During the automaker’s recent Q3 2019 earnings call, a Wall Street analyst asked Barra if the company would ever produce a Corvette SUV. Barra was guarded on the matter and didn’t give analysts or reporters much to go off, but her response was still quite interesting.
“I appreciate that you think our Corvette franchise is very strong,” Barra said, before adding that GM will “look at a variety of things as we go forward and we recognize the strength of the Corvette brand.”
This response seems to fall in line with intel we heard back in July of this year, which suggested GM was considering the idea of a Corvette sub-brand in order to leverage the name’s popularity. That report indicated the Corvette brand was still very much in the early planning stages and could hit the chopping block if vehicle sales were to fall off at any point in the coming years. Barra’s response makes sense, as GM recognizes that leveraging the Corvette brand would be a good idea, but nothing is guaranteed at the moment. Even if GM did give the idea the green light, it likely won’t have anything to show or announce for quite some time.

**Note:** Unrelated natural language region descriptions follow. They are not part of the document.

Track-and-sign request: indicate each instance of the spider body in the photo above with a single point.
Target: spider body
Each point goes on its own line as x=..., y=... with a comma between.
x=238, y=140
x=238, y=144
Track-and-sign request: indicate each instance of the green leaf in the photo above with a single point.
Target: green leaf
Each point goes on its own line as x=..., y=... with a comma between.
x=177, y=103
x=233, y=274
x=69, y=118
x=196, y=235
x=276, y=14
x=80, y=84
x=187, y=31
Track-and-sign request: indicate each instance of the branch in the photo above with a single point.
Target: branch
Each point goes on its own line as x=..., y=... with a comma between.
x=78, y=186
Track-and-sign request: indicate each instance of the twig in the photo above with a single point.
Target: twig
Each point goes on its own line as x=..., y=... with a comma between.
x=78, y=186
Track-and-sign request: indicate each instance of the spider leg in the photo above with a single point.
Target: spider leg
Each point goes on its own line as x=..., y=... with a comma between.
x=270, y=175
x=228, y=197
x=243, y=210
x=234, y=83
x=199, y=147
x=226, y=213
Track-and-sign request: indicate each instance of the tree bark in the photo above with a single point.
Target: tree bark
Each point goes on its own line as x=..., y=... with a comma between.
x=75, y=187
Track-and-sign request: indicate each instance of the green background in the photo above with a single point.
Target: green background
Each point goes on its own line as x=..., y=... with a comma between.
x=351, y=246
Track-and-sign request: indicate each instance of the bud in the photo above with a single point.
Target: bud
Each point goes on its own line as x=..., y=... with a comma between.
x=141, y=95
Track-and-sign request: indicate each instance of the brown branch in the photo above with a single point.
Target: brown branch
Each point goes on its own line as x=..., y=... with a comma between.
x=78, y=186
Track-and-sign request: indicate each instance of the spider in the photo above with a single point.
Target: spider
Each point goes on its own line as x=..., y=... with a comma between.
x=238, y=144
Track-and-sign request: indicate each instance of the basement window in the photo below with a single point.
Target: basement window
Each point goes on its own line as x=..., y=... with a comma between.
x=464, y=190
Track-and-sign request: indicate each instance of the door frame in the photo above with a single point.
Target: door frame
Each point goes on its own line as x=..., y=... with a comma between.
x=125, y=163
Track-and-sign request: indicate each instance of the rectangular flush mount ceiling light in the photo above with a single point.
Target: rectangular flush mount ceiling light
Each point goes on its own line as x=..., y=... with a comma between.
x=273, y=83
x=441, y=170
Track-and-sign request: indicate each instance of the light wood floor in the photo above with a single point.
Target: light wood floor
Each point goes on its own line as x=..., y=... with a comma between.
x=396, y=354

Other GM executives have also stopped short of flat out denying the possibility of a Corvette SUV. Chevrolet’s vice president for performance vehicles and motorsports, Jim Campbell, said he “can’t say anything one way or the other” when asked about the matter at the debut of the Corvette C8, while GM president Mark Reuss said we are “probably not going to see that.”
Way back in September 2018, we captured a coupe crossover prototype driving on the high speed ring at GM’s Milford Proving Ground. The rather blurry photo didn’t give us much to work with, but the photographer suggested the sporty-looking prototype could be for a potential Corvette SUV.
Some may find the idea of a high-performance SUV/crossover silly, but there is clearly market demand for them. The Lamborghini Urus has been an immediate success for the Italian performance brand, Ford is working on an electric, RWD crossover with Mustang-inspired styling (which may be called the Mach-E) and even Ferrari is developing a crossover/utility vehicle of sorts. Such products can also appeal to a global market, attracting new buyers to their respective brands in both North America and China.